あなたの隣は…(短編集)


「でね、彼氏の前で恵ちゃんに電話しなきゃって言ったらね、彼氏、恵ちゃんのこと男だと思ったみたいでいきなり怒りだしたの!」

目の前でお弁当の玉子焼きを美味しそうに食べながら、キョンは言った。

キョンこと蜜家 希羽乃(ミツヤ キウノ)は、小学校からの親友だ。


昨日の彼氏と行った、付き合い始めて3ヶ月記念のデートの話は、朝のちょっとした時間から授業の合間の休み時間、昼休みまでを使って話された。


「ね、恵ちゃん、こんなに可愛いのに!」
「…嫌味かこのミス貴京(キキョウ)が。」


軽く睨むと、キョンは可愛らしく舌をペロッと出して誤魔化した。

今年の秋、文化祭で決まったこの貴京学園の一番綺麗で可愛い人。それがキョンだ。
それがきっかけで今のラブラブな彼氏と出会えたのだから、キョンにとっては幸せそのものだろう。
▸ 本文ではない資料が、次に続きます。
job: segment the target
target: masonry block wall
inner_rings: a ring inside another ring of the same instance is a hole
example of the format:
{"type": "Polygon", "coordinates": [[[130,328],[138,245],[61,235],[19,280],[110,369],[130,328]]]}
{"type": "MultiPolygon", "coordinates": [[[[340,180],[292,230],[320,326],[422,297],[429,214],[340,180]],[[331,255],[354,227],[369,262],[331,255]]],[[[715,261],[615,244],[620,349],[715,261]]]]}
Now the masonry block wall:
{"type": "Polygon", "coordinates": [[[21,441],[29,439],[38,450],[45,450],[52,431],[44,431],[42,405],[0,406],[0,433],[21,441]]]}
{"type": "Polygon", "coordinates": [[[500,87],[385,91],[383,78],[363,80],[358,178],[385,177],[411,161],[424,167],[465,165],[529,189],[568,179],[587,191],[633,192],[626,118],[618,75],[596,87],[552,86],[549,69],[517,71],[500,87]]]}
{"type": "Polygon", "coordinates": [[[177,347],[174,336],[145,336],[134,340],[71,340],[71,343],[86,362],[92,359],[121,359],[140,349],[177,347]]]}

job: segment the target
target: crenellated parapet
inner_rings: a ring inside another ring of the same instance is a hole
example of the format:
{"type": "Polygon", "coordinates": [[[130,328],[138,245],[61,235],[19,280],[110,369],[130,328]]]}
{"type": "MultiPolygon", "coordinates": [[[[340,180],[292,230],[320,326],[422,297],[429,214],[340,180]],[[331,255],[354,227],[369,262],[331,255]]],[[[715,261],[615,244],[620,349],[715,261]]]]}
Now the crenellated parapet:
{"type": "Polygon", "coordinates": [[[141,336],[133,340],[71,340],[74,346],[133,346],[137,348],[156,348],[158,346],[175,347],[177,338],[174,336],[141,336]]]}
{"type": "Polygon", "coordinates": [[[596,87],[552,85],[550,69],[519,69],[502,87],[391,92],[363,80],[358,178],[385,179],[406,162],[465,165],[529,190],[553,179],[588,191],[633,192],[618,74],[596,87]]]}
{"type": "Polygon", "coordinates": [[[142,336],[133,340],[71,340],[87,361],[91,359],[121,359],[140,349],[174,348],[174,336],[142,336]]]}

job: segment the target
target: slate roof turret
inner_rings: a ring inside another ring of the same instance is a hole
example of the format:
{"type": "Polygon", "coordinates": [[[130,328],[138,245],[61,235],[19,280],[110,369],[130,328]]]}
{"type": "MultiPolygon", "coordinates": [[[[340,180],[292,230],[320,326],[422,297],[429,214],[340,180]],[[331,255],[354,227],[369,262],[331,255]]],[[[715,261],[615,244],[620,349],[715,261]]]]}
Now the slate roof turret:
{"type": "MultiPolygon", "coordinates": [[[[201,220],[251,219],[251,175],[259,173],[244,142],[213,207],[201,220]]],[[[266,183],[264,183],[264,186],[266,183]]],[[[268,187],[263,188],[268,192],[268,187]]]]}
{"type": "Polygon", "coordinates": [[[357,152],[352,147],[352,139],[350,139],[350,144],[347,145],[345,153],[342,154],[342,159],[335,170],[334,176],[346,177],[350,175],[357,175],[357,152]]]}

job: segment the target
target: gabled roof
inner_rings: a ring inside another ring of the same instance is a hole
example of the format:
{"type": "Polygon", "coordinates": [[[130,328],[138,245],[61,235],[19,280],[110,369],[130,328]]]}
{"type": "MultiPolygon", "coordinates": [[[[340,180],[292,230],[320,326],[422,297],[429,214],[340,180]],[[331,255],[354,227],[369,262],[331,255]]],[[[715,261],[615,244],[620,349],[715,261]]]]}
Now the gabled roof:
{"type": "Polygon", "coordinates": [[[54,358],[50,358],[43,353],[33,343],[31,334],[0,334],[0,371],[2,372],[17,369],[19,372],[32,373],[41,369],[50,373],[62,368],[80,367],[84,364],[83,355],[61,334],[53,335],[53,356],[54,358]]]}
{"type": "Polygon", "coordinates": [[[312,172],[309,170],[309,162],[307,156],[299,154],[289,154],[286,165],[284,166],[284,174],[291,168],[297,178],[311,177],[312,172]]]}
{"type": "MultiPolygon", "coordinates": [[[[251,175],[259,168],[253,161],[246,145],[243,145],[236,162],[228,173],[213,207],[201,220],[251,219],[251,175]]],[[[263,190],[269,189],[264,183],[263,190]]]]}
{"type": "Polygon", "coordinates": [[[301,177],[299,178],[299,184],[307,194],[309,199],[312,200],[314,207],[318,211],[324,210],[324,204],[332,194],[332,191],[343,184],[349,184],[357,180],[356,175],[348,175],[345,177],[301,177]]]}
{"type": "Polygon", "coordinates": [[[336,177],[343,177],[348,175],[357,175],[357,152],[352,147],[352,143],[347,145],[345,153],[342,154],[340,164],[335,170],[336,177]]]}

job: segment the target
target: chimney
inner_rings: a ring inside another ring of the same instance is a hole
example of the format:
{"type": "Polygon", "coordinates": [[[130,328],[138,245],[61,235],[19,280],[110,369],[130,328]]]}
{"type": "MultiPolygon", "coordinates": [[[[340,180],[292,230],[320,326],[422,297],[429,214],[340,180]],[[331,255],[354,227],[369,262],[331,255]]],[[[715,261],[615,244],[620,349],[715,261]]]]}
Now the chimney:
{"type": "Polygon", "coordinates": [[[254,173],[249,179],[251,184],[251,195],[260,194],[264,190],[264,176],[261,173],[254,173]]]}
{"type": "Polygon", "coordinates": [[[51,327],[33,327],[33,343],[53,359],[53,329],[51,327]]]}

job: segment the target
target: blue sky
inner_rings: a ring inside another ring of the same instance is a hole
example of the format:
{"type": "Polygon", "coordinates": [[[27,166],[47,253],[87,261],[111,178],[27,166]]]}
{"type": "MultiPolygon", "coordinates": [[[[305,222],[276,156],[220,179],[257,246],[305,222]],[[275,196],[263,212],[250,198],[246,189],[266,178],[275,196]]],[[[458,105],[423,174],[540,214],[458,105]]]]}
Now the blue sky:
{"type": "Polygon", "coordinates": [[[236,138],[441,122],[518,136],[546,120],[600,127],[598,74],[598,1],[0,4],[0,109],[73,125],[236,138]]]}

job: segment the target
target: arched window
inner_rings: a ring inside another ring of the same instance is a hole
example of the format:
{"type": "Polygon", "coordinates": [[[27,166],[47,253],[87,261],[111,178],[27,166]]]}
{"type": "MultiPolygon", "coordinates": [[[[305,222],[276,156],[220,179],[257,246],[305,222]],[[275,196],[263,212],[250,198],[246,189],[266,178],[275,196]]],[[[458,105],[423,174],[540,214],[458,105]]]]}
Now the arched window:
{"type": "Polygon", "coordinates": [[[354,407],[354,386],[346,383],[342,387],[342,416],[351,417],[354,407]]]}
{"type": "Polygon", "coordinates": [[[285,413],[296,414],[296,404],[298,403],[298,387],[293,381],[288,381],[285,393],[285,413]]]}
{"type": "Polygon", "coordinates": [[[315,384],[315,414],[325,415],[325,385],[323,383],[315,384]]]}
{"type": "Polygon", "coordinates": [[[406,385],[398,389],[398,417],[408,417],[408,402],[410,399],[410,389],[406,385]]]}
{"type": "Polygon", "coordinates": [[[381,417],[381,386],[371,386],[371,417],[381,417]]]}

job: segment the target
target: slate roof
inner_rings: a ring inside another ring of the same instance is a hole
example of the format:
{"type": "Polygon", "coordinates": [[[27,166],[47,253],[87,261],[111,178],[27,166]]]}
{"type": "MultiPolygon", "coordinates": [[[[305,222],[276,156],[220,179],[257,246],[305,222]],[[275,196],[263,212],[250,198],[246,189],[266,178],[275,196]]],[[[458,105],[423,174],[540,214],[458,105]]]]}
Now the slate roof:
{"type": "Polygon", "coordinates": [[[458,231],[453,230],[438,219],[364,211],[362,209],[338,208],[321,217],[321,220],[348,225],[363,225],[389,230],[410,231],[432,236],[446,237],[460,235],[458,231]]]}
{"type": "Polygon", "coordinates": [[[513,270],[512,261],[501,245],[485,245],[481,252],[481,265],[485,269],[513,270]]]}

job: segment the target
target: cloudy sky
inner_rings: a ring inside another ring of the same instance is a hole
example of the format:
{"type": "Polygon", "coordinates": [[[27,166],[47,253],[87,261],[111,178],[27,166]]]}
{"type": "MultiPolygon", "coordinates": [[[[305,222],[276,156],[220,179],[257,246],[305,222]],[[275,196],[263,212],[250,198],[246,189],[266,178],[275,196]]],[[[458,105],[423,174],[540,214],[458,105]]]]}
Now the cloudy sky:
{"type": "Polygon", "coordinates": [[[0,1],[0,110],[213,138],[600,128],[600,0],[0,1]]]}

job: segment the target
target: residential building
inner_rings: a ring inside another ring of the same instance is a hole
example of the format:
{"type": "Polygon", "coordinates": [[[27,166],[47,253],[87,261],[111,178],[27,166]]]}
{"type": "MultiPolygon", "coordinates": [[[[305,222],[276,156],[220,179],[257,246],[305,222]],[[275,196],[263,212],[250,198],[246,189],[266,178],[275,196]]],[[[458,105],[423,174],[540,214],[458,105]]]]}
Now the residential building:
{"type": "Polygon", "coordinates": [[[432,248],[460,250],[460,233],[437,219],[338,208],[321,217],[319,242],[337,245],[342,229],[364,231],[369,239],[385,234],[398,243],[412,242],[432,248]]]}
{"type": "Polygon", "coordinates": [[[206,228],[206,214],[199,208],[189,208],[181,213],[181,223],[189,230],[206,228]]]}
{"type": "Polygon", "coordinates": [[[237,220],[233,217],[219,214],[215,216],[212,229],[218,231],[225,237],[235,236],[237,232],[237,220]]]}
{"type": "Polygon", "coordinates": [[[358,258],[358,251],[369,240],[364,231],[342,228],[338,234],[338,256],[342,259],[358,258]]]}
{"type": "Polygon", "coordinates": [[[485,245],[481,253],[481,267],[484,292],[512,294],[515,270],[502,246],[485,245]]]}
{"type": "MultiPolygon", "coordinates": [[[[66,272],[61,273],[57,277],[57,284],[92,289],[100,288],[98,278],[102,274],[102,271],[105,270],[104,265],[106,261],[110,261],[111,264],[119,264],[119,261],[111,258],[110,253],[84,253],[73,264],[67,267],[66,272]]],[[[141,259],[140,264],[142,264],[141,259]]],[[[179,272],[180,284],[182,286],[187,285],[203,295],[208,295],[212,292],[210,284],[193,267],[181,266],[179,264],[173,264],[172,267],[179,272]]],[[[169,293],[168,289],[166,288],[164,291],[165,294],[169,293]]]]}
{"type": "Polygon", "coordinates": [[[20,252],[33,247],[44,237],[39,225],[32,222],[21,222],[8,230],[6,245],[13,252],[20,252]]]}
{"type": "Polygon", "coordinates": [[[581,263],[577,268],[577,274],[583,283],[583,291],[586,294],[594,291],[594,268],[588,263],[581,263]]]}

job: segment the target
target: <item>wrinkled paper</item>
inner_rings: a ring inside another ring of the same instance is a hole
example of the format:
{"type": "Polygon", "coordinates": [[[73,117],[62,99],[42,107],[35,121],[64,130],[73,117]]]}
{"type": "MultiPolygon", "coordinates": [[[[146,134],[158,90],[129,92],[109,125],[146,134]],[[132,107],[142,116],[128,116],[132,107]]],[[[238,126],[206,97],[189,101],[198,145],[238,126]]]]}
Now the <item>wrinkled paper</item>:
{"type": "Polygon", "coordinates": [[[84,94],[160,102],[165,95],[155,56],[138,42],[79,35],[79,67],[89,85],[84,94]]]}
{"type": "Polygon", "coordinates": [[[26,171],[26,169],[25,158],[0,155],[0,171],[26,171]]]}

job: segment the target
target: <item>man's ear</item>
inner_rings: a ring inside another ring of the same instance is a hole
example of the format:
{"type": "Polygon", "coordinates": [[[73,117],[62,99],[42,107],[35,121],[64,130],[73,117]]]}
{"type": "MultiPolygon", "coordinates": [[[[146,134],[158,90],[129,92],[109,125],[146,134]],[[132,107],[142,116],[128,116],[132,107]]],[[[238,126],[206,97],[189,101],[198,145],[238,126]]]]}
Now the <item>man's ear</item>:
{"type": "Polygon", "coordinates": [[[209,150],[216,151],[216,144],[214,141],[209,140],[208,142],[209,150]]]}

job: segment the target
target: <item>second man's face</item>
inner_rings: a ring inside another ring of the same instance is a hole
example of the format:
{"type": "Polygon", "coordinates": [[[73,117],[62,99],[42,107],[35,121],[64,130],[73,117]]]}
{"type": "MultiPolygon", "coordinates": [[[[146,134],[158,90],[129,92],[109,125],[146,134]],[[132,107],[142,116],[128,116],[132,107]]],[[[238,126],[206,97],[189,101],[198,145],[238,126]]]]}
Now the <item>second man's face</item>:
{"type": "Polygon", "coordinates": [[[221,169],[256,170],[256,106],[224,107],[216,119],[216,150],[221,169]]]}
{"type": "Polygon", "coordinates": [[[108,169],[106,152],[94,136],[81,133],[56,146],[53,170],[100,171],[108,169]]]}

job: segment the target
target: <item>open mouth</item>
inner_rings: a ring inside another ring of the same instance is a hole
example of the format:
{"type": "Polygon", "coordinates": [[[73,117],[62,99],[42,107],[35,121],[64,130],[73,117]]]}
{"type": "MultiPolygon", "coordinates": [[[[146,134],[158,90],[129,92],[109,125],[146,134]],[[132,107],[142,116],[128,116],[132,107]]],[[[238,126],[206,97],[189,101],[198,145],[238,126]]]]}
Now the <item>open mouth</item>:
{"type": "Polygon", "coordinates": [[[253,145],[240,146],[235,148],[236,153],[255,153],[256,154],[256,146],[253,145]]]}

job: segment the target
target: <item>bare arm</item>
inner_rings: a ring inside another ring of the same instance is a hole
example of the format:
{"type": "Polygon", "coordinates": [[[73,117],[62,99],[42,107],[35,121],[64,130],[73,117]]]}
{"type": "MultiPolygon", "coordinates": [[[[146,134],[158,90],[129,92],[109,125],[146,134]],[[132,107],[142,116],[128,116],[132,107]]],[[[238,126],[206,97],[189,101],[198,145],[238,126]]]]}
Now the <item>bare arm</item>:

放課後、私は昨日、顧問が出張だという理由で休みになっていた部活に行くことにした。

私が所属しているのは美術部。
自由参加である美術部は、半数が所属しているかも不明な人達で、毎日真面目に活動しているのは、私を含めた5人くらいだ。

私は、今描きかけの風景画がある為、美術室に向かった。